El agente sacude al barbero por la bata y los botones se caen. Vivito intenta recogerlos pero el mulato le da un puntapié.
—Atrás, cabrón. A ver si tú también vas preso.
El mulato llama al otro agente y le habla al oído. El otro parte por el atajo y regresa, minutos después, trayendo al viejo Jaimão.
—Hemos interrogado a este viejo. El confirma que recibiste aquí a ese americano de la fotografía.
Firipe, con la sonrisa forzada, casi no tiene fuerzas para explicar.
—¿Ve, señor agente? Otra confusión. Yo le pagué a Jaimáo para que actuase como testigo de mi mentira.
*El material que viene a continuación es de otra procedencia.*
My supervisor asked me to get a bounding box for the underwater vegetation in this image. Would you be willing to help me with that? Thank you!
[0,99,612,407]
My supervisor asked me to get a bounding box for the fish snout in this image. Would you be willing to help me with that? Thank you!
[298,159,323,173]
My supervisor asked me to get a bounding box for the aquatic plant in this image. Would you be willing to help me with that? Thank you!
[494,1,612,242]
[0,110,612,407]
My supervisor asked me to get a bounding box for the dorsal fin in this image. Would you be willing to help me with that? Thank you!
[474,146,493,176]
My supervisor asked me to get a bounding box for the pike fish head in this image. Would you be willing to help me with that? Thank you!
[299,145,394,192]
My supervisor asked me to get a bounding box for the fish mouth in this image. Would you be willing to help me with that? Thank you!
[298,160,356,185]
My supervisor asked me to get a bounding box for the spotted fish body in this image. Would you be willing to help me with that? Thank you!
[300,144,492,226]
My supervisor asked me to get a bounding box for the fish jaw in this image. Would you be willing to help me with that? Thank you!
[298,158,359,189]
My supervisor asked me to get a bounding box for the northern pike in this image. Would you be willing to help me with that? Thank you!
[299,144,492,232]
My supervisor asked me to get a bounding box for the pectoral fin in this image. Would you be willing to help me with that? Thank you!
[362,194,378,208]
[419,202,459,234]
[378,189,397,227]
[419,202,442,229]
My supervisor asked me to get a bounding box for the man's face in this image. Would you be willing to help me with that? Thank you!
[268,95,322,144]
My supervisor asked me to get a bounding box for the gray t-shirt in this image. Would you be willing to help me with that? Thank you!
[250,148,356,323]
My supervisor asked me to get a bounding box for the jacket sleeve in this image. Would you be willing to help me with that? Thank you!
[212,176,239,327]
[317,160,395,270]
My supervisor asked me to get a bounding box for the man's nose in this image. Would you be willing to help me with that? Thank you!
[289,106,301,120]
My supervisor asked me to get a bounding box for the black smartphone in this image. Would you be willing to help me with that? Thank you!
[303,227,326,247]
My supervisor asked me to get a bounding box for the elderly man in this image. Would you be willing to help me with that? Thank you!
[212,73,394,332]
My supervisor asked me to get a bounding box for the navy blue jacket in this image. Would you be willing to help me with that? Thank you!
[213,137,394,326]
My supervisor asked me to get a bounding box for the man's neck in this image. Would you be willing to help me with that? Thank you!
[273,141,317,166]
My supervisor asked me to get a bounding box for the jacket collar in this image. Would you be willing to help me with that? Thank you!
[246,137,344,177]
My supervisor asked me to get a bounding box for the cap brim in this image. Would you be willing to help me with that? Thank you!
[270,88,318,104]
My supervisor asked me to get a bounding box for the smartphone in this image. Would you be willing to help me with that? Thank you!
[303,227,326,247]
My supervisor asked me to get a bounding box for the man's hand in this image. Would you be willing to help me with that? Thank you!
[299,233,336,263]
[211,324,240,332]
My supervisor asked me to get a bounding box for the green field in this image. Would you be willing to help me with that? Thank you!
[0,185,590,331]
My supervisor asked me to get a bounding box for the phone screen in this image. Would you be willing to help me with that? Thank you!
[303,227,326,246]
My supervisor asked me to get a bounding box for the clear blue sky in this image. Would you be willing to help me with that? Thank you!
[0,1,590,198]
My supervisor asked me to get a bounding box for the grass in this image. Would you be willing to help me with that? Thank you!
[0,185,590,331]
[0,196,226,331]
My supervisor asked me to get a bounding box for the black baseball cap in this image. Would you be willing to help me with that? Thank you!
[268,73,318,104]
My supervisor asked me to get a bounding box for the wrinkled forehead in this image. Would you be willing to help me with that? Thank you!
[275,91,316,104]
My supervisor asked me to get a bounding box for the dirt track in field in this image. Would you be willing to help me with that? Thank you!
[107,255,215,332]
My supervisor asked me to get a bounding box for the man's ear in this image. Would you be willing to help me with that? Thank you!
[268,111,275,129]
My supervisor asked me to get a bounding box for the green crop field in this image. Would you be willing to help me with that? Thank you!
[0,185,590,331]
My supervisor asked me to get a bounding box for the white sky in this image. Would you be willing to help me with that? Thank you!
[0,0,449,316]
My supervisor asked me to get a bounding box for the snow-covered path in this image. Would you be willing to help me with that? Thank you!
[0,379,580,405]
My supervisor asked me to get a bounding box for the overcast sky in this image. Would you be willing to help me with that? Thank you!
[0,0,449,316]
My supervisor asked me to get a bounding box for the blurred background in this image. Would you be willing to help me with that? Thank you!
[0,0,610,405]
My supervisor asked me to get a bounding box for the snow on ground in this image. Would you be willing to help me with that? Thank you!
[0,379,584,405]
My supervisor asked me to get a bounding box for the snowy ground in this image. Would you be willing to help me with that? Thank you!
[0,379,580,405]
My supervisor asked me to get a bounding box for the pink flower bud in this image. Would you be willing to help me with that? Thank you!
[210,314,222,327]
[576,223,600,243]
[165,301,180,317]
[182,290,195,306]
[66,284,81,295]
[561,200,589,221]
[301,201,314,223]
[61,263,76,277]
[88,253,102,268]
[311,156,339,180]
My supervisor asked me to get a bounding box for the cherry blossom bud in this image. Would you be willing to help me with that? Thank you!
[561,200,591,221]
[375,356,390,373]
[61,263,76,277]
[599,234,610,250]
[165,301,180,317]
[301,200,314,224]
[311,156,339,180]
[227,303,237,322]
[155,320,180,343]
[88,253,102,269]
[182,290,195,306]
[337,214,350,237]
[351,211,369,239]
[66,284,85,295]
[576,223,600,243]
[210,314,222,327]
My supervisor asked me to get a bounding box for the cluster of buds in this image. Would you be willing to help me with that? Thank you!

Jaimão se puso de acuerdo conmigo.
—De acuerdo, vaya.
—Eh, Jaimáo, díselo: ¿no fue eso lo que acordamos?
El pobre viejo, sin entender, se movía dentro de su chaqueta andrajosa.
—Sí, realmente yo vi a ese hombre. Estuvo aquí, en esta silla.
El agente empujó al viejo, atando sus brazos a los del barbero. Miró alrededor, con unos ojos de buitre flaco. Enfrentaba a la pequeña multitud que asistía a todo silenciosamente. Le dio una patada a la silla, rompió el espejo, rasgó el cartel. Fue entonces cuando Vivito intervino, gritando. El lisiado agarró el brazo del mulato pero pronto perdió el equilibrio y cayó de rodillas.
—¿Y éste quién es? ¿Qué idioma habla? ¿También es extranjero?
—Este muchacho es mi ayudante.
—¿Ayudante? Entonces también queda detenido. Listo, ¡vámonos! Tú, el viejo y este pelele bailarín, todos andando delante de mí.
—Pero Vivito...
—Cállate, barbero, no hay más que hablar. Te vas a encontrar en la cárcel, con un barbero especial para que os corte el pelo, a ti y a tus amiguitos.
Y ante el asombro del bazar entero, Firipe Beruberu, vestido con su bata inmaculada, tijeras y peine en el bolsillo izquierdo, siguió el último camino por la arena de Maquinino. Atrás, con su antigua dignidad, el viejo Jaimão. Lo seguía Vivito con su paso tambaleante. Cerrando el cortejo venían los dos agentes, envanecidos por su cacería. Se acallaron entonces las pequeñas discusiones del cuánto cuesta y el mercado se sumió en la más profunda melancolía.
A la semana siguiente, vinieron dos cipayos. Arrancaron el letrero de la barbería. Pero al observar el local, se sorprendieron: nadie había tocado nada. Enseres, toallas, la radio y hasta la caja con el dinero menudo seguían como los habían dejado, a la espera del regreso de Firipe Beruberu, maestro de los barberos de Maquinino.